If you want to get into the specifics, the central bank creates new reserves in order to buy bonds from a primary dealer, a large investment firm that acts as a permanent counterparty to central banks. Those reserves get credited to the investment firm's bank. At the end of the day this bank will find itself with more reserves than it intended, and so it'll try to get rid of them hot-potato-like by spending them, lending them out, etc. But other banks' demand for reserves is already satiated at the old level of reserves, too, so the new level of reserves is in excess of the entire banking system's needs. The only path for adjustment is for prices to be driven up and interest rates driven down until the new reserves are willingly held by banks.
Sorry, I'm late with my answer.
DeleteThanks for the explanation! I can see how the hot potato effect works on bank reserves (M0). The daily change in reserves of an individual bank are partly out of its control, and the total amount of reserves in the system is controlled by the central bank.

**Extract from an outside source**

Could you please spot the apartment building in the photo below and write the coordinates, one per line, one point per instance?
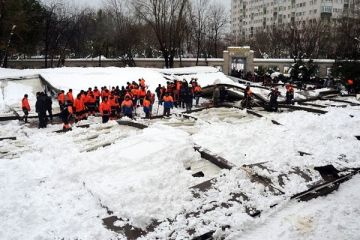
(250, 16)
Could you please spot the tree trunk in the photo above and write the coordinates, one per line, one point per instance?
(171, 61)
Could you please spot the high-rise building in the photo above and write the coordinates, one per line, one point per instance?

What I can't see is how the non-bank seller of the bond would suddenly be holding more M1 than he/she/it wants to. If you decide to sell a bond, then you do want to hold more cash (for a moment at least; unless your account was overdrawn to start with). So at that moment, although total M1 has increased, no one is holding excess M1 because of this increase? And if the seller of the bond then buys another bond or shares, the next seller will be holding as much M1 as he wants. This of course applies to any increase in M1, that can be caused by a bank extending any type of credit to its customers - not just by central bank purchases.

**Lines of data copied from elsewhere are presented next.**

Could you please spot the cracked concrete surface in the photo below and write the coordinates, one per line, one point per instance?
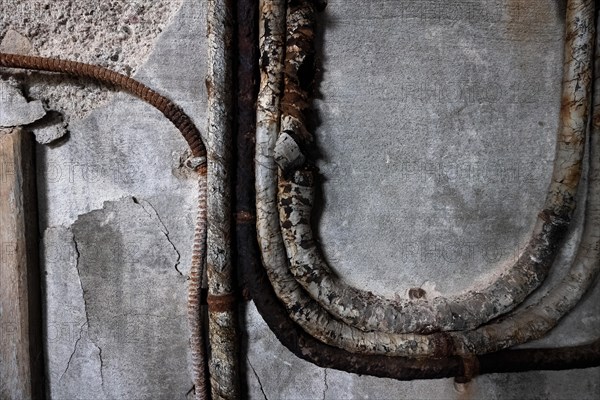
(437, 130)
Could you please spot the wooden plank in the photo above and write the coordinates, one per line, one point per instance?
(21, 360)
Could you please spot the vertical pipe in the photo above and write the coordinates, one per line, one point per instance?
(223, 323)
(21, 362)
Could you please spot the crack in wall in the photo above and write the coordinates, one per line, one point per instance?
(164, 229)
(257, 379)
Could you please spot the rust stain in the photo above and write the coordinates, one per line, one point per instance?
(526, 18)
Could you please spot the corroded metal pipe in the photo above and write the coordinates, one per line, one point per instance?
(222, 309)
(371, 312)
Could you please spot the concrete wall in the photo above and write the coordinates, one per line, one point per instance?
(438, 124)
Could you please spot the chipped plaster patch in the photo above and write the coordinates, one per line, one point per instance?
(117, 34)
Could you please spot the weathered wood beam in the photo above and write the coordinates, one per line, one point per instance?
(21, 353)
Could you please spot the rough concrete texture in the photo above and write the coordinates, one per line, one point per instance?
(438, 123)
(116, 34)
(15, 110)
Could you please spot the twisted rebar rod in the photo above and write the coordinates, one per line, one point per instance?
(371, 312)
(193, 137)
(103, 75)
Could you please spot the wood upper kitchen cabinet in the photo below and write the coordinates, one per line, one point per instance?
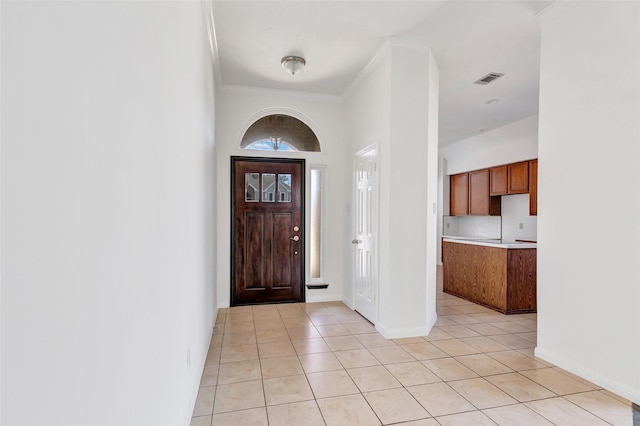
(498, 180)
(509, 179)
(533, 187)
(459, 197)
(480, 202)
(518, 178)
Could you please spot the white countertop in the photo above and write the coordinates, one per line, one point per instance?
(490, 242)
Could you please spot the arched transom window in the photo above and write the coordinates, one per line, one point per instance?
(280, 132)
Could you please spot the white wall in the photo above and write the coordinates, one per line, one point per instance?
(107, 211)
(508, 144)
(588, 292)
(236, 109)
(515, 212)
(394, 105)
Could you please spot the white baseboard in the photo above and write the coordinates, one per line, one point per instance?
(398, 333)
(200, 371)
(621, 389)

So it seems to me that the hot potato effect is mainly confined in the M0 realm, affecting mainly the prices of credit instruments (-> interest rates). And all this depends on the IOR. Right?
I can, though, see how the hot potato effect could escape the "bank sphere". I only need to think of Weimar. If the government issues a huge amount of 0 % notes by making purchases / paying wages, then these will become a hot potato in an inflationary environment. (This is why a hyperinflation might not be as easy to create in a cashless society, assuming interest rates on bank accounts follow inflation at least to some extent.)

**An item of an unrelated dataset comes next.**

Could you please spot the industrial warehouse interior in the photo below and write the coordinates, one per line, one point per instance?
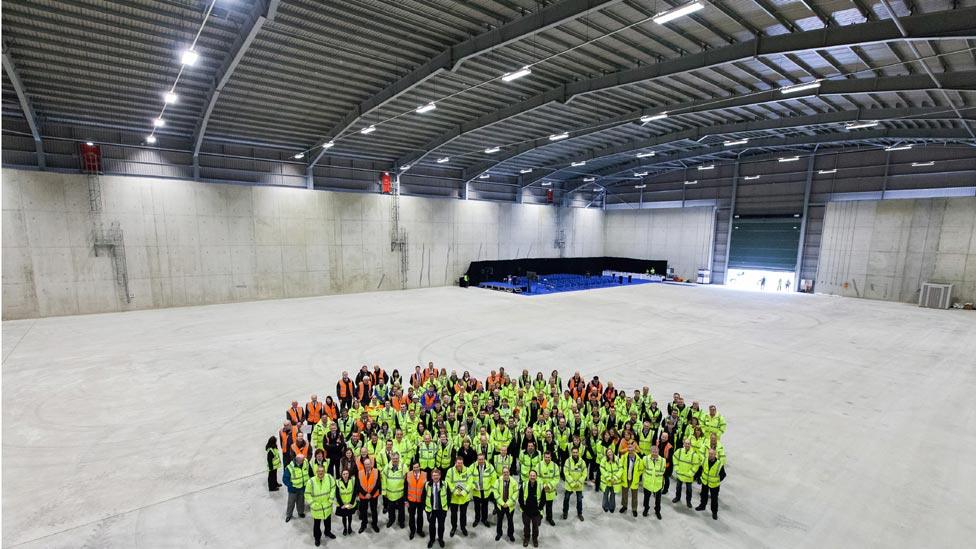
(472, 273)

"What I can't see is how the non-bank seller of the bond would suddenly be holding more M1 than he/she/it wants to."
DeleteYou're right, they aren't holding a hot potato. It's their banker that is holding it, in the form of excess reserves.
"And all this depends on the IOR. Right?"
It can depend on IOR, interest on reserves. But recall that many central banks didn't have IOR prior to the 2000s, so the hot potato effect could only be set off by changes in the quantity of reserves.
Snailmail correspondence continues...
DeleteSo, we agree that M1 is rarely a hot potato? Apart from Weimar and other situations where one is required to accept & hold credits ("money") that don't come even close to compensating for inflation. No one likes to give up a banana today and sit with a record which next week will imply that you gave up only half a banana (and so are due to receive half a banana from someone else).
I agree that the total quantity of reserves was decisive when they were relatively scarce. You need IOR if you want to avoid a serious hot potato problem when the quantity of reserves is excessive (due to QE) and other risk-free rates are well above zero.
Based on all this, it is just very hard to see how an increase in M0 and M1 would affect the general price level in any linear way.